Воспоминания русского дипломата

22
18
20
22
24
26
28
30

Пресня и Меньшово того времени были полны весеннего хмеля. Мы все увлекались музыкой. Помню смерть Чайковского, внушившую мне первую статью, которую я с замирающим сердцем отнес Грингмуту, редактору «Московских ведомостей». Она была полна юношеского лиризма, но когда появился № с моей подписью, мне пришлось выслушать упрек моего брата Сергея, который больно отразился на моем самолюбии и я закаялся повторить когда-нибудь такую смелость. Более снисходительным был отзыв дяди Пети Самарина, который сказал, что у меня есть стиль, и что верно я буду хорошо писать.

Я вспоминаю этот незначительный инцидент только по воспоминанию о том, как я тогда его переживал, и как все мы, молодежь в то время, жили в атмосфере музыкальных эмоций, и я бы сказал даже, немного в каком-то чаду романтического настроения. Какое место в нашей жизни занимали тогда концерты, особенно когда приезжал Антон Рубинштейн и давал концерт!

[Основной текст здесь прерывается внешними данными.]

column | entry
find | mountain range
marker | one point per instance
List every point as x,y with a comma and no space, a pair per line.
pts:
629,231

Это были душевные потрясения. Я никогда не забуду впечатления [от] 9-й симфонии Бетховена, впервые услышанной мною под его дирижерством. Только в юности можно так сильно воспринимать музыку, как откровение, или экстаз. До сих пор, на всю жизнь, во мне врезалось воспоминание о целом ряде вещей в его исполнении, напр[имер] соната Шопена с Похоронным маршем, в котором чуялось, как ветер гуляет по могилам, Эрлькёниг[144] Шумана – это олицетворение романтизма в музыка – бешенная скачка на коне, жуть лесного шума, с которым срастается голос лесного царя и нарастание страха и темпа в музыке. То же нарастание темпа в Ruines d’Athènes[145] Бетховена, гениальный полет, глубина, сила и блеск во всем, что он играл. И до сих пор, слушая любого пианиста, я так и слышу рядом с ним, как ту же вещь играл Рубинштейн. Он остается для меня непревзойденным гением музыки, но я признаю, что в то время наше поколение недостаточно ценило Баха, и если нынешние композиторы ничего не говорят моему воображению, и кажутся мне блуждающими впотьмах и по ложному пути, зато современное понимание Баха дает мне надежду, что те, кто его любят, не могут утратить чувства прекрасного и великого в музыке, и оно выведет их из полосы исканий.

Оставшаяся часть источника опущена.